Justice Sotomayor said Skinner and codefendant Michael Wearry were both tried for the 1998 murder of Eric Walber on similar evidence centered on the same two eyewitnesses, but only Wearry obtained relief after the high court held in 2016 that prosecutors violated Brady by withholding favorable evidence. Skinner, she wrote, remains incarcerated even though prosecutors failed to disclose the same favorable evidence in his case.
Skinner was convicted by an 11-to-1 vote and sentenced to life in prison after his first capital trial ended with a hung jury. Wearry, who had been sentenced to death, later had his conviction vacated by the Supreme Court and, according to the dissent, is now off death row and free after a plea deal.
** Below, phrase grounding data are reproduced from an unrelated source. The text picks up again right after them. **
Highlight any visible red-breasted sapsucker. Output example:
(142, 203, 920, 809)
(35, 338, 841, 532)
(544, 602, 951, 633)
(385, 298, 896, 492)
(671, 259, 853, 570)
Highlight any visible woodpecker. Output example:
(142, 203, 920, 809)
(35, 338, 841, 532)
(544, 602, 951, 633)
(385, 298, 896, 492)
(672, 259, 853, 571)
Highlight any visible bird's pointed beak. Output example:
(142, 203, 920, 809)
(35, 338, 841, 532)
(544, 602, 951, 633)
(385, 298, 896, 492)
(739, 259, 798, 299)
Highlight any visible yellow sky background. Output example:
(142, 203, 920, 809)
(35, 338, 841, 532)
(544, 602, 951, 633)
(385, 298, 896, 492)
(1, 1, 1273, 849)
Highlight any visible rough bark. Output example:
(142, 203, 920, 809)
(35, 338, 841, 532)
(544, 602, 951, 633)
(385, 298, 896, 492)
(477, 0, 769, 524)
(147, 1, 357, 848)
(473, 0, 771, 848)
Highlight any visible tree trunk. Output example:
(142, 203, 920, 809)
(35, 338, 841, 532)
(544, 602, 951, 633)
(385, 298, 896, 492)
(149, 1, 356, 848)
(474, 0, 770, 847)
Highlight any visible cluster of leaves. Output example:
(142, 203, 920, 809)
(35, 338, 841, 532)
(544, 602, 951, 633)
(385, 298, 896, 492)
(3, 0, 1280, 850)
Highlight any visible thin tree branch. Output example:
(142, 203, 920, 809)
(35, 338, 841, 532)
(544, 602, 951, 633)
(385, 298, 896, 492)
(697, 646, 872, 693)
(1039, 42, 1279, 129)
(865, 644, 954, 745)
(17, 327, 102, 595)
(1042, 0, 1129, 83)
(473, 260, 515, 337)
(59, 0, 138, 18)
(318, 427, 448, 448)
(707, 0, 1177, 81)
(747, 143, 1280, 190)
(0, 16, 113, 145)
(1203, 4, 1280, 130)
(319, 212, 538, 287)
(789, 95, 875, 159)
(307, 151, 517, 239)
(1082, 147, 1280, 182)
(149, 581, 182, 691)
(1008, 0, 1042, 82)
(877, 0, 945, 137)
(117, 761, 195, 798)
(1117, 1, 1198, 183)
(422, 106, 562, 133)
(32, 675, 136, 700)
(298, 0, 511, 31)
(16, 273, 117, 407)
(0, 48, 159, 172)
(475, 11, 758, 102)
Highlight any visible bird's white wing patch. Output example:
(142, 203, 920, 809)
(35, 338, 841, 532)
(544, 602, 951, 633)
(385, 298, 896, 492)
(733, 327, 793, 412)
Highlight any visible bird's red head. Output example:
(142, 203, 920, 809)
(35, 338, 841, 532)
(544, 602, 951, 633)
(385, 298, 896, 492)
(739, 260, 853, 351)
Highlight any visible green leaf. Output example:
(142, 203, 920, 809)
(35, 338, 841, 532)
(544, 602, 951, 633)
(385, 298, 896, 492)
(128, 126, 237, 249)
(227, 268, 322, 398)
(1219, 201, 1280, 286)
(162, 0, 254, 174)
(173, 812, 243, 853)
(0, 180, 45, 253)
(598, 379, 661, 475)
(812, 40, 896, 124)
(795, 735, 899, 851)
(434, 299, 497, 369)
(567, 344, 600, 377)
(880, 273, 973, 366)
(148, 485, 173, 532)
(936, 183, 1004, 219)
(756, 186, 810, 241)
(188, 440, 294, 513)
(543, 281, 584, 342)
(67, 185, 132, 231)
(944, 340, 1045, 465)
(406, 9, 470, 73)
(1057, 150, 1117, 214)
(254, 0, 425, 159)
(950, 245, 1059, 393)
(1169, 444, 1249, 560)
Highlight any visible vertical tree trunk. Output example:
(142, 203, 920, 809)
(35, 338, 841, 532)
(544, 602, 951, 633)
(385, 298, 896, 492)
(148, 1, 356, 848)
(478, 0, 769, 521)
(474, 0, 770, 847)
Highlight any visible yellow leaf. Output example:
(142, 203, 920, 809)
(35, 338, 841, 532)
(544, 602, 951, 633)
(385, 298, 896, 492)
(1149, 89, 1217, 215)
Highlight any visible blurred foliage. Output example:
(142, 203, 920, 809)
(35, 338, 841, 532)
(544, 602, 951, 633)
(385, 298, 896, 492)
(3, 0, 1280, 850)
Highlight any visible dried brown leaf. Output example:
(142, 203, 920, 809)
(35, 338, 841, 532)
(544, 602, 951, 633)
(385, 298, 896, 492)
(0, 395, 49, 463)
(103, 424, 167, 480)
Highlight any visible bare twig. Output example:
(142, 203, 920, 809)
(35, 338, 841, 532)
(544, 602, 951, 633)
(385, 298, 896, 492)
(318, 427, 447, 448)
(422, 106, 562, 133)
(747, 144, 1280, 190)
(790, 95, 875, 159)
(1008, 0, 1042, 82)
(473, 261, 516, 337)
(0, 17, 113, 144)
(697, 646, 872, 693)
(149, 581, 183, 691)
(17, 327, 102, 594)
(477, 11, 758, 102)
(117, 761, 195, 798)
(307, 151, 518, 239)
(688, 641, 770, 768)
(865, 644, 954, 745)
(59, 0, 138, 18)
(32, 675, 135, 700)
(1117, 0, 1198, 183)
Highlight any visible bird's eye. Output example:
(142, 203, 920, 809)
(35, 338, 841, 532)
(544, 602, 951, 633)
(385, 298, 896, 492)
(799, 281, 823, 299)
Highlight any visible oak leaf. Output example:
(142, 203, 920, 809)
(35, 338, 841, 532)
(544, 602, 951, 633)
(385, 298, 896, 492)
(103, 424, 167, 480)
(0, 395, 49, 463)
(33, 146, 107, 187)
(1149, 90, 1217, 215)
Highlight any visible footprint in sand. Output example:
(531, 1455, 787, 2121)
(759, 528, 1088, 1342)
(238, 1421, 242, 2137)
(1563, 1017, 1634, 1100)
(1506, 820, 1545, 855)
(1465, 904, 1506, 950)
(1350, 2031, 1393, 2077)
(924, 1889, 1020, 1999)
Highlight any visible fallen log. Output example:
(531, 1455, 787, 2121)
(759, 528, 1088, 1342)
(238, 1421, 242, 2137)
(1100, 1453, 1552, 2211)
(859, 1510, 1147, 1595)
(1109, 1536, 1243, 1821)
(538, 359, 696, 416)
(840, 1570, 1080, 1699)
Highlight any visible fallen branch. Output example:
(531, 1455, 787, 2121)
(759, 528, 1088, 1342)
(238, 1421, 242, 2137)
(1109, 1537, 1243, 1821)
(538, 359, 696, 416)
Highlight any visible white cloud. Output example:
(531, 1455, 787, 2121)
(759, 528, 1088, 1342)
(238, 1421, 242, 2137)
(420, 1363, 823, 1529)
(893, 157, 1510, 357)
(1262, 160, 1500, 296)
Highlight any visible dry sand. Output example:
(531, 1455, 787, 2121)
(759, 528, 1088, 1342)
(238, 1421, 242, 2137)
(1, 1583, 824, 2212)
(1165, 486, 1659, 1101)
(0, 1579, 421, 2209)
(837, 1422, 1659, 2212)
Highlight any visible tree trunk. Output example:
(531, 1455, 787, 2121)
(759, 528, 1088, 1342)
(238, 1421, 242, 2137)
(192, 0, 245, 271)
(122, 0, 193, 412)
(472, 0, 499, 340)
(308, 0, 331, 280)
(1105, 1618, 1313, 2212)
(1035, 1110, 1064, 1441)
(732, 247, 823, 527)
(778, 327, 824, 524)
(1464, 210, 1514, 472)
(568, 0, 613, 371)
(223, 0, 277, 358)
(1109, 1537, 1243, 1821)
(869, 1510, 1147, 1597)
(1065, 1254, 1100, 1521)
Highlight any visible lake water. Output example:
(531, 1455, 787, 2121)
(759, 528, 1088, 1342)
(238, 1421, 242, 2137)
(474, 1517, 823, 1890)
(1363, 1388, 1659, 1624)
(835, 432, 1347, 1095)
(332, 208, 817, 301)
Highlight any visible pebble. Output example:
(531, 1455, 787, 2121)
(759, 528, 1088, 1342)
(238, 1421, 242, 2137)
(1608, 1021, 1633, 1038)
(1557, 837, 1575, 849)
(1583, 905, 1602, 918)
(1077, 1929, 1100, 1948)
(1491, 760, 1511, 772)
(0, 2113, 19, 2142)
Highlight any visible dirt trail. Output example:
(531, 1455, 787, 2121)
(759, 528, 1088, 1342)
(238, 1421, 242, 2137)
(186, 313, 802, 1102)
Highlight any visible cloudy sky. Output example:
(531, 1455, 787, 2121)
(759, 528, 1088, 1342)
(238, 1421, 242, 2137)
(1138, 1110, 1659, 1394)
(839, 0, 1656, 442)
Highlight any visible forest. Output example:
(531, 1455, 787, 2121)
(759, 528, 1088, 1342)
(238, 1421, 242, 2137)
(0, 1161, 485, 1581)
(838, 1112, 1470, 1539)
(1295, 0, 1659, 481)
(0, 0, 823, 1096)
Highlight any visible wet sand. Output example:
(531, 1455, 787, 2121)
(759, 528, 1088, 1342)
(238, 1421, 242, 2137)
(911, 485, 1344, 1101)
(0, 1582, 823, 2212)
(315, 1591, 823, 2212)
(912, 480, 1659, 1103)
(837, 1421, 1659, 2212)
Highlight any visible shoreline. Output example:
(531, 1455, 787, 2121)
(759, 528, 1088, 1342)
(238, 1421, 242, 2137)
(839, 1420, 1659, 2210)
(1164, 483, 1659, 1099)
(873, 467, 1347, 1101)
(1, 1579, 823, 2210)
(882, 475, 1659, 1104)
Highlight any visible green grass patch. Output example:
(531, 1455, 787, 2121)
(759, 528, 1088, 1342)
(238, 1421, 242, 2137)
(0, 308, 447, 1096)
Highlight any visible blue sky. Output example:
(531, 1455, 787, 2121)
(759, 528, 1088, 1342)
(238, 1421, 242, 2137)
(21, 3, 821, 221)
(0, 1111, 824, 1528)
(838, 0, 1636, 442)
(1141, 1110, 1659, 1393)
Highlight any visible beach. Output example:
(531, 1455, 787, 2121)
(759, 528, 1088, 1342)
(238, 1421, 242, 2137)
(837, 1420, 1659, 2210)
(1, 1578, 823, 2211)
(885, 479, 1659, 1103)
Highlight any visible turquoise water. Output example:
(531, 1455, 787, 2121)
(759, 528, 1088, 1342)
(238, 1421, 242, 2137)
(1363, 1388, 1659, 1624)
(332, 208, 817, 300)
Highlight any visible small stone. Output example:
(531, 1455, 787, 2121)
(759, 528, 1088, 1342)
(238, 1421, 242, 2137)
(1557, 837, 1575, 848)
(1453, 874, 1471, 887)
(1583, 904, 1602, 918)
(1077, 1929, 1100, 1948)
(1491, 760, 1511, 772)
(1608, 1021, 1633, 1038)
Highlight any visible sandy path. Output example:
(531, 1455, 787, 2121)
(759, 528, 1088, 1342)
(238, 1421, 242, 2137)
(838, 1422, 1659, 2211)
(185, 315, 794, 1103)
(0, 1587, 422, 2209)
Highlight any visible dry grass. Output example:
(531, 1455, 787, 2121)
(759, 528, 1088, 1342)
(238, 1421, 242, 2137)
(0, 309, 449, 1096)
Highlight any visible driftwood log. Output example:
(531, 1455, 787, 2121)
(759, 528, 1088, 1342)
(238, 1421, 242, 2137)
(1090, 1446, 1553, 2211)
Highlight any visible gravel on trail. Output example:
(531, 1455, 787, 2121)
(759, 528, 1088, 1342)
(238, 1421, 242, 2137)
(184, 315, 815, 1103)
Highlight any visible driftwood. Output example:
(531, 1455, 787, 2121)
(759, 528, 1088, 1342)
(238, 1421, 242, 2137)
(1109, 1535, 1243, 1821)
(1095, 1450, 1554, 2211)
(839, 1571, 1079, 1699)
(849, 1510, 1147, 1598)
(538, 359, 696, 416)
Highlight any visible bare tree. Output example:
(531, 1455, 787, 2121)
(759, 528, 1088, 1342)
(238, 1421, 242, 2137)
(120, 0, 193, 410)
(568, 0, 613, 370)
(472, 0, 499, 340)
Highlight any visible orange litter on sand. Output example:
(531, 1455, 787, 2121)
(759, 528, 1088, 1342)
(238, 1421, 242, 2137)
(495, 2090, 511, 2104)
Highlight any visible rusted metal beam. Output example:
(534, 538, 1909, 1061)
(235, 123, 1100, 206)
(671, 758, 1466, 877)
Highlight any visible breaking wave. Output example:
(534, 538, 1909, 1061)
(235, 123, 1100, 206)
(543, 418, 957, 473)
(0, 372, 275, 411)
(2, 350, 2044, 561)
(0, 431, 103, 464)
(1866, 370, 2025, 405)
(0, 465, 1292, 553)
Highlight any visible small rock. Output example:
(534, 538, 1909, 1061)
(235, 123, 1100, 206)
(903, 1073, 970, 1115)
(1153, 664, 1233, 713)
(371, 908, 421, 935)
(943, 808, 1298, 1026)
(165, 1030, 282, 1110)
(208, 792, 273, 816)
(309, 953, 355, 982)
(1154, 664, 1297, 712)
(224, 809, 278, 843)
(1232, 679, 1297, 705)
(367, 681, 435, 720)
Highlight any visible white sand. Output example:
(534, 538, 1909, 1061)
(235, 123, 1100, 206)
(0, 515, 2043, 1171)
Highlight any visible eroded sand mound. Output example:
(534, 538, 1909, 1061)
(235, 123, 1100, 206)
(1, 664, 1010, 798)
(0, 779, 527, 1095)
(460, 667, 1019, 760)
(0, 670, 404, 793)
The dissent focused on undisclosed evidence bearing on the credibility of Sam Scott and Eric Brown, the two eyewitnesses at the center of both trials, along with additional evidence Skinner says would have weakened the State's case. Justice Sotomayor said the prior Wearry decision made the legal error in Skinner's case more obvious because the cases involved the same crime and substantially overlapping witnesses and suppressed evidence.
Justice Sotomayor also rejected the State's procedural arguments, saying sparse lower-court analysis should not insulate what she viewed as obvious error. She wrote that "Equal justice under law" required the courts to give the same answer to similarly situated codefendants raising essentially the same constitutional claims.
The denial does not decide the merits of Skinner's Brady claim. The dissent noted that Skinner may still seek relief in federal court because the Fifth Circuit recently authorized him to file a successive habeas application.